[llvm-dev] RFC: speedups with instruction side-data (ADCE, perhaps others?)

Wed Sep 16 07:16:21 PDT 2015

On Tue, Sep 15, 2015 at 11:56 PM, escha <escha at apple.com> wrote:
>
>> On Sep 15, 2015, at 8:47 PM, Daniel Berlin <dberlin at dberlin.org> wrote:
>>
>> On Tue, Sep 15, 2015 at 7:16 PM, escha <escha at apple.com> wrote:
>>> You mean the input test data? I was testing performance using our offline perf suite (which is a ton of out of tree code), so it’s not something I can share, but I imagine any similar test suite put through a typical compiler pipeline will exercise ADCE in similar ways. ADCE’s cost is pretty much the sum of (cost of managing the set) + (cost of eraseinstruction), which in our case turns out to be 1/3 the former and 2/3 the latter (roughly).
>>
>> I asked because I can't really reproduce the results of your massive
>> speedups on even the larger testcases i have around, certainly not on
>> the order you reported.
>>
>> I can get a speedup of about 10%  by changing the smallptrsetsize to
>> be 16 from 128.
>> I can get a reduction of about 15% by using a visited bit (IE half the
>> speedup you report).
>> I can get roughly the same speedup by using denseset, etc.
>
> Hmm, interesting! I guess it could be a variation in either:
>
> a) the number of instructions per function on average
> or
> b) the amount of stuff that needs to be DCE’d on average (less stuff -> more time spent in set maintenance, comparatively)
>

I suspect there are other differences as well, related to memory
allocation/cache behavior depending on the platform.

Note that the fastest variant i've gotten now is actually:

std::unordered_set sized to some estimate of the function size (IE
F.size() * 25).

I expect, however, that this depends even more heavily on the c++
library impl used/platform behavior, so i wouldn't recommend it.

I do think we should have some ideal way to  manage these kinds of
"set of possibly all instructions".  The GVN rewrite also used to
spend 20+% of its time managing a touched/visited set for instructions
(and the total time is about 4-5x what ADCE is).
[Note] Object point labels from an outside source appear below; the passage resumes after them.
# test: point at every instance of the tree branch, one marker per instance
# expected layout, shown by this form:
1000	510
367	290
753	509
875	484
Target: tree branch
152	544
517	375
It now uses a  unique id scheme/bitmaps to manage that set, costing about 0.5%

See https://github.com/dberlin/llvm-gvn-rewrite/blob/newgvn/lib/Transforms/Scalar/NewGVN.cpp
and search for TouchedInstructions.

I don't necessarily recommend this for ADCE mind you, just pointing
out that i agree there is an underlying problem we should be solving
here.

--Dan